Output the raw test statistic used in the one-sample ttest function.

ittest(list1, list2)

Perform an independent (unpaired) two-sample t-test of whether the mean of the population from which list1 is sampled differs from the mean of the population from which list2 is sampled. The output includes p-values for both the one-tailed versions (labeled "less than" and "greater than") and the two-tailed version (labeled "not equal") of the test. Note that, while the sample sizes may differ (list1 and list2 need not have equal length), this test does assume that the underlying populations have equal variance.

## Distributions

The calculator can plot the probability density functions (PDFs) or probability mass functions (PMFs), the cumulative distribution functions (CDFs), as well as compute cumulative probabilities for the following distributions:

## Generating Random Values

The calculator offers a single function called random() for generating different kinds of random values in different contexts, depending on the provided arguments. For example, calling random() on a list will uniformly select elements from the list, and calling random() on a distribution will sample numbers with a frequency defined by that distribution.
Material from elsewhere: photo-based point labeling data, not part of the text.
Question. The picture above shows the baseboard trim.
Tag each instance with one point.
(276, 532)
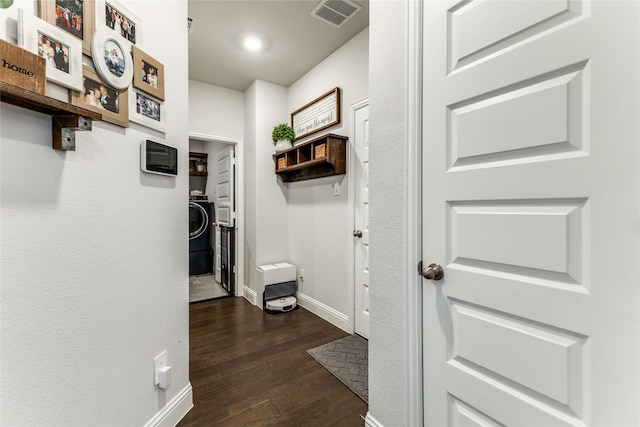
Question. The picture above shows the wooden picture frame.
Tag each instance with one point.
(114, 15)
(114, 110)
(148, 73)
(62, 51)
(319, 114)
(147, 110)
(112, 58)
(76, 17)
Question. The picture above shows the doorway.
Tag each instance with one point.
(360, 191)
(218, 183)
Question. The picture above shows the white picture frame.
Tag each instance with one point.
(147, 110)
(111, 58)
(127, 18)
(40, 37)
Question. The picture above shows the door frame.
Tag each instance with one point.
(413, 211)
(239, 198)
(351, 206)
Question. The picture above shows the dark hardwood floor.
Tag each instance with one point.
(250, 368)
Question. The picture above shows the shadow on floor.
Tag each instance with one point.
(204, 287)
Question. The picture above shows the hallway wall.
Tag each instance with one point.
(94, 281)
(319, 234)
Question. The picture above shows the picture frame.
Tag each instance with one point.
(319, 114)
(147, 110)
(76, 17)
(114, 110)
(114, 15)
(62, 51)
(148, 73)
(111, 58)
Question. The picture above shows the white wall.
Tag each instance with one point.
(319, 234)
(215, 111)
(265, 198)
(387, 344)
(94, 258)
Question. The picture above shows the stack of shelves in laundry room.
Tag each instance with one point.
(198, 178)
(323, 156)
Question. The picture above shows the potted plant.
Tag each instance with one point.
(283, 136)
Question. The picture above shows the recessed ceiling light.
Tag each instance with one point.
(252, 43)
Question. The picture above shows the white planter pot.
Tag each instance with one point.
(283, 144)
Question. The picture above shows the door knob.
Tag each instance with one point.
(433, 272)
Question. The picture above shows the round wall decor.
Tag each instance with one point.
(112, 60)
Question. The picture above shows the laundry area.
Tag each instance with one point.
(211, 221)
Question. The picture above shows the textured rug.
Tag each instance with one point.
(348, 360)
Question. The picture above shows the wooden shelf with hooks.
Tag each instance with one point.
(320, 157)
(65, 118)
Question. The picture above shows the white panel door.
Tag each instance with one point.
(225, 199)
(531, 205)
(225, 187)
(218, 256)
(361, 223)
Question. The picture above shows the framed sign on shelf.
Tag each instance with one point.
(121, 20)
(147, 110)
(61, 50)
(148, 73)
(101, 98)
(76, 17)
(317, 115)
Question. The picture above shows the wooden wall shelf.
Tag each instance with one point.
(193, 155)
(65, 118)
(317, 158)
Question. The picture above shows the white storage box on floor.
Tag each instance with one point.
(278, 287)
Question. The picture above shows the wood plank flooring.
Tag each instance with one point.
(250, 368)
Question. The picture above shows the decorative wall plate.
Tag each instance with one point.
(112, 60)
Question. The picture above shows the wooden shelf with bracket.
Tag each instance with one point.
(317, 158)
(65, 118)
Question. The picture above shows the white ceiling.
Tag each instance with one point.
(294, 40)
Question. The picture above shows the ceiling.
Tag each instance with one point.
(294, 40)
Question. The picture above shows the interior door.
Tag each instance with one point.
(530, 205)
(361, 215)
(225, 188)
(225, 200)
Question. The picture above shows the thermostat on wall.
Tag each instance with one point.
(156, 157)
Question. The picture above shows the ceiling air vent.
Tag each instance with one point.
(335, 12)
(191, 24)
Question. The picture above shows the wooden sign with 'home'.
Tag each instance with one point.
(22, 68)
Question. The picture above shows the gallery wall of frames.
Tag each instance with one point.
(119, 80)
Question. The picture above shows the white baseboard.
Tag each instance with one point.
(369, 421)
(250, 295)
(324, 311)
(175, 410)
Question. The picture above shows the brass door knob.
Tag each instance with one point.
(433, 272)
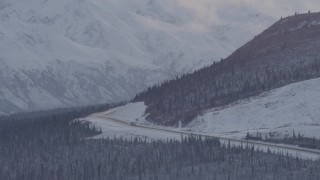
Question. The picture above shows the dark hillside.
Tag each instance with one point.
(287, 52)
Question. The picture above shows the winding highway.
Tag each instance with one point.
(305, 153)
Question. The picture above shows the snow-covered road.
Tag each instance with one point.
(117, 127)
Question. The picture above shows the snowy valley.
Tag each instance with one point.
(80, 52)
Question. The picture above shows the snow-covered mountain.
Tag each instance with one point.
(56, 53)
(279, 111)
(292, 107)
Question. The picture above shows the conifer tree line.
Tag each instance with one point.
(277, 57)
(294, 139)
(57, 147)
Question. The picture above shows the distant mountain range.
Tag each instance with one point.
(287, 52)
(80, 52)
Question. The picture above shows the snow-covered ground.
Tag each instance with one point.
(62, 53)
(292, 107)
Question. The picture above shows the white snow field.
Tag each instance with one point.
(292, 107)
(58, 53)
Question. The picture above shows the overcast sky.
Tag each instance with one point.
(274, 8)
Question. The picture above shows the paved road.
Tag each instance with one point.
(292, 150)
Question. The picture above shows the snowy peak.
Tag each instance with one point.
(285, 53)
(78, 52)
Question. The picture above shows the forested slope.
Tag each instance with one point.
(287, 52)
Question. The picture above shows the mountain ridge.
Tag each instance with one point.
(108, 50)
(272, 59)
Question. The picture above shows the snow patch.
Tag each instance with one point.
(294, 106)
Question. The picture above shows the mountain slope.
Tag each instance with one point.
(77, 52)
(286, 52)
(292, 107)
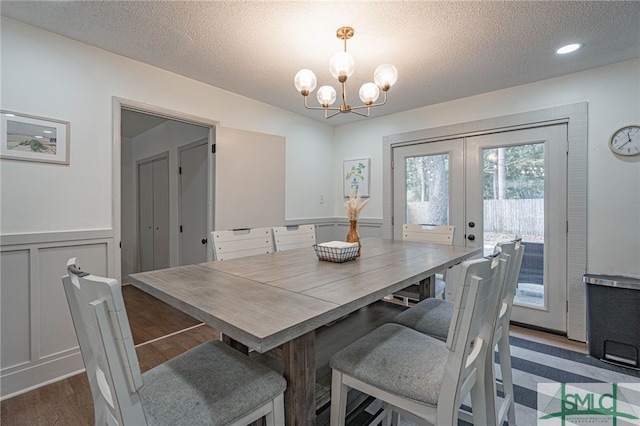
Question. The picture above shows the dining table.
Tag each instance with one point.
(275, 302)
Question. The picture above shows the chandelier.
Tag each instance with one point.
(341, 67)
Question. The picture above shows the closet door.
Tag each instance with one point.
(153, 214)
(161, 213)
(145, 216)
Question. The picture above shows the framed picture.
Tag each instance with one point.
(30, 138)
(356, 174)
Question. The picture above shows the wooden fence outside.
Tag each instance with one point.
(520, 217)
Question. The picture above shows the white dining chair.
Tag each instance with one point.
(211, 384)
(290, 237)
(423, 378)
(431, 317)
(440, 234)
(241, 242)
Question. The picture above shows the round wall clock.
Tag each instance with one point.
(626, 141)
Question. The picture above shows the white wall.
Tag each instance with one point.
(69, 209)
(78, 85)
(613, 96)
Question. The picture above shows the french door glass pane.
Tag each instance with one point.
(514, 207)
(428, 189)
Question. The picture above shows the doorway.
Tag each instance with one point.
(492, 188)
(153, 213)
(143, 131)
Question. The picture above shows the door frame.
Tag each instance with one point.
(118, 104)
(576, 118)
(181, 149)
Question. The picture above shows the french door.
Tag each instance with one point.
(492, 188)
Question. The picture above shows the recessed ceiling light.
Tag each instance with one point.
(568, 48)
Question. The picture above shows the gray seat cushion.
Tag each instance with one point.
(398, 360)
(211, 384)
(430, 316)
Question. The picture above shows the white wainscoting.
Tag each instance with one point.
(336, 229)
(38, 342)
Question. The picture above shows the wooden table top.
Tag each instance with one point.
(266, 300)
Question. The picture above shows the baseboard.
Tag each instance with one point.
(34, 376)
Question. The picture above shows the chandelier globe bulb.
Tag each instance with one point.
(385, 76)
(369, 93)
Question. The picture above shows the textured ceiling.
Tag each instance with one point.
(443, 50)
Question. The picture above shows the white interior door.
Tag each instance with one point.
(161, 250)
(153, 214)
(496, 187)
(193, 204)
(145, 216)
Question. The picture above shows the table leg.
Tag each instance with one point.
(298, 356)
(428, 287)
(235, 344)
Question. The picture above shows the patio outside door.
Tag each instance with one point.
(493, 188)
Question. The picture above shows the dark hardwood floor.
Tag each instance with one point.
(161, 332)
Regardless of the context, calling random() without additional arguments will return a single value; calling random(n) with a single additional argument will return a list of n values; and calling random(n, seed) will return a list of n values, using seed to influence the random number generator. See the note on seeds below.

Type: Result:
random() Generate a random value sampled uniformly from the interval [0,1).
random(n) Generate a list of n random values sampled uniformly from the interval [0,1).
random(n, seed) Generate a list of n random values sampled uniformly from the interval [0,1), using seed to influence the random number generator.
list.random() Return a single item selected uniformly from list.
list.random(n) Return a list of n items selected uniformly—with replacement—from list.
distribution.random() Return a single random number sampled from distribution.
distribution.random(n) Return a list of n samples drawn from distribution.
distribution.random(n, seed) Return a list of n samples drawn from distribution, using seed to influence the random number generator.
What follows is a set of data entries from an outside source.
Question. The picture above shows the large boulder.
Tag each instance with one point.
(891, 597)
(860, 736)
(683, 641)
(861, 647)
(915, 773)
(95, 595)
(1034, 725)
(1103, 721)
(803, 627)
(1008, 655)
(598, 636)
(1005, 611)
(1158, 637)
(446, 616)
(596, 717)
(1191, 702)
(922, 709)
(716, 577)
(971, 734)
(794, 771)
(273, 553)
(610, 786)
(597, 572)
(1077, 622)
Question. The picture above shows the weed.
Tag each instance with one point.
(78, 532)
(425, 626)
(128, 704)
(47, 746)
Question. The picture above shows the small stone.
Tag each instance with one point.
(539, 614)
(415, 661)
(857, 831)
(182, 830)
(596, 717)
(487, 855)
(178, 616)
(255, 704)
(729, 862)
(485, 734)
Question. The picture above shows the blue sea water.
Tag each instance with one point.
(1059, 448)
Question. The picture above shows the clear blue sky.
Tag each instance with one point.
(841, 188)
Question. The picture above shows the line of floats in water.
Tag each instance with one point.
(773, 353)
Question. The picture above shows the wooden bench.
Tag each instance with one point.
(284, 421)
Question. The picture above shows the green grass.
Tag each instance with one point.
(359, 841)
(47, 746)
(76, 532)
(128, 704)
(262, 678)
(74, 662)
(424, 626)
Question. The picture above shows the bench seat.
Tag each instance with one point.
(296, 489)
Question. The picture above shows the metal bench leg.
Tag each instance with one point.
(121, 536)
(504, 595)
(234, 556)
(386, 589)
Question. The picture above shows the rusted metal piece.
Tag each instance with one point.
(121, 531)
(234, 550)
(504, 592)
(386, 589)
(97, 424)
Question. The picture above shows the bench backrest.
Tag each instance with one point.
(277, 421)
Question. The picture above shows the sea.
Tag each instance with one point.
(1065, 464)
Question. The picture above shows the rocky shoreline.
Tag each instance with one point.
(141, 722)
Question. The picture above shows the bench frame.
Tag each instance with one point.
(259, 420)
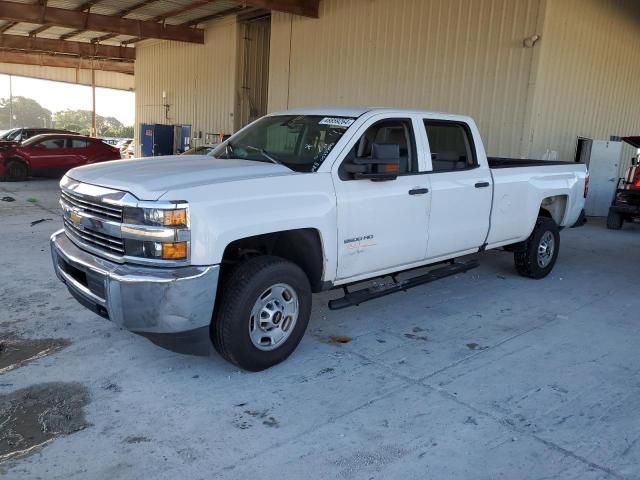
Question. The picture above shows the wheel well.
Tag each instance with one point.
(554, 207)
(302, 247)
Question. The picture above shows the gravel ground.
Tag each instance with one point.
(485, 375)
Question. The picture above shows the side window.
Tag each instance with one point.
(52, 143)
(77, 143)
(451, 146)
(389, 132)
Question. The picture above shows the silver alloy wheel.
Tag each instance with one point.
(273, 317)
(546, 248)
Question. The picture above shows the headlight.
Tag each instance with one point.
(156, 233)
(158, 217)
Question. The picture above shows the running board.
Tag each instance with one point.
(364, 295)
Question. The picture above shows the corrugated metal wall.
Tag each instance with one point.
(104, 79)
(588, 79)
(199, 81)
(448, 55)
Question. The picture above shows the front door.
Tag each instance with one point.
(382, 224)
(461, 190)
(53, 155)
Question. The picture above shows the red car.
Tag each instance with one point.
(51, 154)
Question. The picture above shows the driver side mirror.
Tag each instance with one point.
(383, 165)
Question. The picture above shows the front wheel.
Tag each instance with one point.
(262, 313)
(536, 256)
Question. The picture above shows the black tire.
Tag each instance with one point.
(238, 294)
(16, 171)
(614, 220)
(526, 258)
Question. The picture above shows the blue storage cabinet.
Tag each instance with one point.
(156, 139)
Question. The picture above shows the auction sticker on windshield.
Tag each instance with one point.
(337, 122)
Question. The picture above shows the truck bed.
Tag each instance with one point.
(501, 162)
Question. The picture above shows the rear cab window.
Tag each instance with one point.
(52, 143)
(451, 145)
(77, 143)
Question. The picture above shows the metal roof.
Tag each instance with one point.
(73, 30)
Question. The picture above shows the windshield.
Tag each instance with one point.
(10, 134)
(300, 142)
(201, 150)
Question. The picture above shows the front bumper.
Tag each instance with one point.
(630, 210)
(171, 306)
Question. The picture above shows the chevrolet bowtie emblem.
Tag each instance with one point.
(75, 217)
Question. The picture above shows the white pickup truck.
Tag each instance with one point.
(227, 248)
### A Note on Random Seeds

Like many computer programs, Desmos uses a pseudorandom number generator (PRNG) to produce sequences of numbers that are in practice reasonably indistinguishable from random even though they are in fact deterministic. The sequence of numbers produced by a PRNG is fixed by an initial value called its seed. The calculator does most of the work of creating and managing these seeds for you, but also offers two ways for you to force a seed update. 1. If any expression contains a random() call, a small "randomize" icon will appear at the top of the expressions list. Clicking it will set the global seed to a new value, which will simultaneously re-randomize all expressions that use random().
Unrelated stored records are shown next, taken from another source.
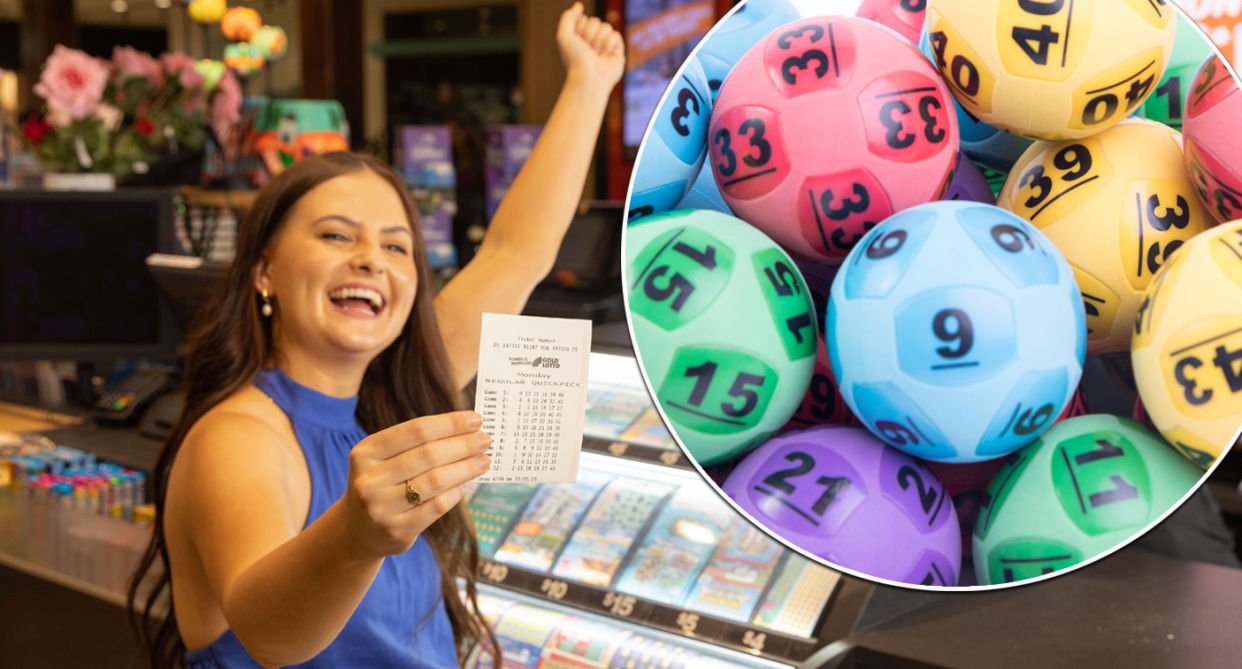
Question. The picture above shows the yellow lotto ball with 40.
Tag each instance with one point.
(1187, 345)
(1117, 205)
(1051, 68)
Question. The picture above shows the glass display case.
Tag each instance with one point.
(640, 564)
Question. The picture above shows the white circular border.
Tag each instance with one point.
(625, 296)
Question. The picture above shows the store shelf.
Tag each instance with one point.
(62, 580)
(636, 452)
(754, 641)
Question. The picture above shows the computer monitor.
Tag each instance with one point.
(73, 277)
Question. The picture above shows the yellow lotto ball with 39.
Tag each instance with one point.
(1187, 345)
(1051, 68)
(1117, 205)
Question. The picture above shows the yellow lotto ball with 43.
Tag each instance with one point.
(1117, 205)
(1187, 345)
(1051, 68)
2. It is also possible to pass an optional seed argument to any individual random() call, which will only affect the seed for that specific call. This is mainly useful because it allows you to re-randomize a single expression in response to updates elsewhere in the expressions list. For instance, using a slider as a seed argument allows you to generate new random values whenever the slider is moved, perhaps in an animation. It's important to note that the seed argument you pass to random() is only one small part of the overall seed consumed by the PRNG. The other parts are beyond user control—and are not necessarily stable as expressions are edited—so you should not rely on random() results being reproducible. Specifying a seed argument to the random function allows you to incorporate additional information into the seed (such as the value of a slider), but does not give you full control over the seed or the value produced by random().